Dabei ist die Situation für die Linken gar nicht so schlecht. Der »Taxpayer Relief Act« sieht zum ersten Mal seit 20 Jahren Steuererhöhungen für Besserverdienende vor, allein das könnte als ein Sieg gelten. Und doch, zu bescheiden ist der Betrag, der dadurch in die Kassen kommt. Dass es Obama und den Demokraten gelungen ist, die Schwächsten der Gesellschaft, beispielsweise Senioren und Arbeitslose, vor Steuererhöhungen und Sozialkürzungen zu schützen, sorgt nicht gerade für Jubel. Denn viele Linke sind alarmiert, dass Obama immer wieder hart erkämpfte Errungenschaften bei Verhandlungen aufs Spiel setzt. Viel können sie allerdings nicht tun. Insbesondere die Gewerkschaften leiden derzeit empfindlich, deren politischer Einfluss wurde in den Wahlen 2010 und 2012 in Bundesstaaten wie Wisconsin und Michigan stark geschmälert. Der »progressive Caucus«, das Bündnis der Linken im Kongress, hätte statt des ausgehandelten Kompromisses viel lieber die sogenannte Robin Hood tax gesehen, eine Finanztransaktionssteuer, die jedoch in den USA als politisch nicht durchsetzbar gilt. Zwar genießt die Steuer den Zuspruch großer Gewerkschaften, etwa der Gewerkschaft für Krankenschwestern, und einiger Kongressabgeordneter wie dem als linksliberal geltenden Keith Ellison aus Minnesota, aber in den Kongressakten ist zum derzeitigen Status der Robin-Hood-Steuer nur ein einziges, vielsagendes Wort zu lesen: »Gestorben.«
So blieb auch Ellison nichts anderes übrig, als für den »Taxpayer Relief Act« zu stimmen. Er tat es schweren Herzens, so wie viele andere Demokraten auch. »Obwohl dieser Kompromiss viele Mängel hat«, so Ellison in einer Presseerklärung, »erfüllt er die grundsätzlichen Prinzipien, für die ich stets gekämpft habe. Aber unsere Arbeit ist noch lange nicht zu Ende.« Da hat er recht, denn die nächsten Verhandlungen stehen bereits an: Der sogenannte Sequester, das Inkrafttreten von Haushaltskürzungen in Höhe von 1,2 Billiarden Dollar, wurde nur um zwei Monate verschoben. Eine Einigung mit den Republikanern ist nicht in Sicht, denn diese wollen bei der nächsten Runde auf keinen Fall nachgeben und würden am liebsten die Rentenkasse, Social Security, und die Krankenkasse für Senioren, Medicare, privatisieren.
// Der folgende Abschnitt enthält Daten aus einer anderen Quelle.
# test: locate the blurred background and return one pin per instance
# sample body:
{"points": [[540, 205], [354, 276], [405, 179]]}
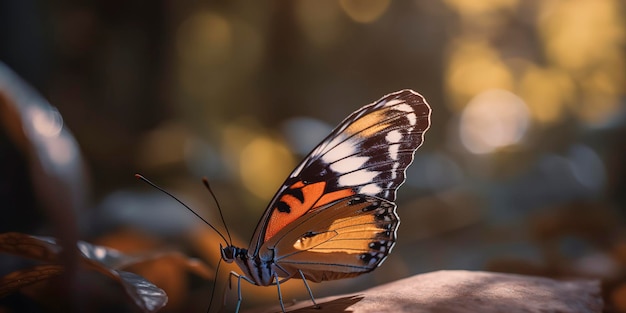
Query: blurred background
{"points": [[523, 169]]}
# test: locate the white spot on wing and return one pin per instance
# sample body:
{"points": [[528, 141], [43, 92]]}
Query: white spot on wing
{"points": [[392, 102], [393, 136], [371, 189], [393, 151], [357, 178], [404, 107], [348, 164], [342, 150], [412, 119]]}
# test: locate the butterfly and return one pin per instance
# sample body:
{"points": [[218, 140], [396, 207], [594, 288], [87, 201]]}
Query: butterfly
{"points": [[334, 217]]}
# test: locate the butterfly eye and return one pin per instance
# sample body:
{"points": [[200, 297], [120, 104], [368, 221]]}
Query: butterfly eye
{"points": [[228, 254]]}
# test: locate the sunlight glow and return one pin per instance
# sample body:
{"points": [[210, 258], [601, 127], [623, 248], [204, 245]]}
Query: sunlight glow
{"points": [[492, 120]]}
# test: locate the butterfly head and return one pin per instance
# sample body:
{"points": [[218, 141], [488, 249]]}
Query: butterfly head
{"points": [[230, 253]]}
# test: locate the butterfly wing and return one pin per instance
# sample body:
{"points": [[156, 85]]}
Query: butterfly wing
{"points": [[367, 154], [342, 239]]}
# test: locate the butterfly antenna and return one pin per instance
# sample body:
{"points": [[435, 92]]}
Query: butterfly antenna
{"points": [[205, 181], [139, 176]]}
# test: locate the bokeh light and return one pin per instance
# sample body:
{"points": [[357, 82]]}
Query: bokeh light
{"points": [[493, 119], [364, 11]]}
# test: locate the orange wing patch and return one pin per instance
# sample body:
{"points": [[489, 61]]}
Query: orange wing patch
{"points": [[298, 199], [333, 196]]}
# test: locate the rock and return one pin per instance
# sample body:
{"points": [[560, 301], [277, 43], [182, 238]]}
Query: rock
{"points": [[465, 291]]}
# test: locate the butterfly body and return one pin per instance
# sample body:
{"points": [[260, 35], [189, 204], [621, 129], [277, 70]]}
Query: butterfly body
{"points": [[335, 217]]}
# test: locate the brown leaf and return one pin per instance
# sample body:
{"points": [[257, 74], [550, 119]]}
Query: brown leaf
{"points": [[18, 279]]}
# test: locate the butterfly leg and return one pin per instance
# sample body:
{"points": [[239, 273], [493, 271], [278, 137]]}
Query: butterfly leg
{"points": [[309, 290], [280, 294], [239, 297]]}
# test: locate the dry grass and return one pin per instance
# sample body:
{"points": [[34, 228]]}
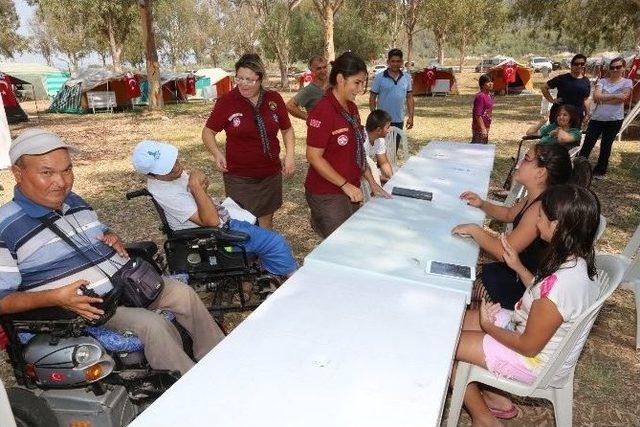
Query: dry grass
{"points": [[607, 376]]}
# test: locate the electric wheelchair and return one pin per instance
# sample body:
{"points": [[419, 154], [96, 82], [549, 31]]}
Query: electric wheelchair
{"points": [[214, 259]]}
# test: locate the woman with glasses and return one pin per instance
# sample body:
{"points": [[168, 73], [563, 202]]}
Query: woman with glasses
{"points": [[543, 167], [251, 117], [565, 130], [573, 89], [610, 95], [335, 148]]}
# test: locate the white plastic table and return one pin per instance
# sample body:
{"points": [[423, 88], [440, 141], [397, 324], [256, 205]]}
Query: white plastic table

Genau davor haben die Linken Angst, denn sie fürchten, der Präsident könnte nachgeben. Dabei sind sowohl Social Security wie auch Medicare vom Sequester ausgeschlossen, ein cleverer Schachzug des Präsidenten, den er bei Verhandlungen im Sommer 2011 durchzusetzen vermochte. Doch die Furcht, Obama könne harten Eingriffen zustimmen, bleibt bestehen. »Wir sollten das kürzen, was wir nicht brauchen, wie zum Beispiel Steuerschlupflöcher für Firmen, den Geldsegen für das Pentagon und Subventionen für große Ölfirmen und Pharmakonzerne«, ließ Ellison über Twitter verlautbaren. Alles schön und gut, aber für eine derartige Politik ist Obama vermutlich nicht der Richtige. So ist zwar die Linke nervös, aber eine einheitliche Linie oder ein starker Fürsprecher ist nicht zu erkennen. Trotz aller Parolen herrscht Ratlosigkeit.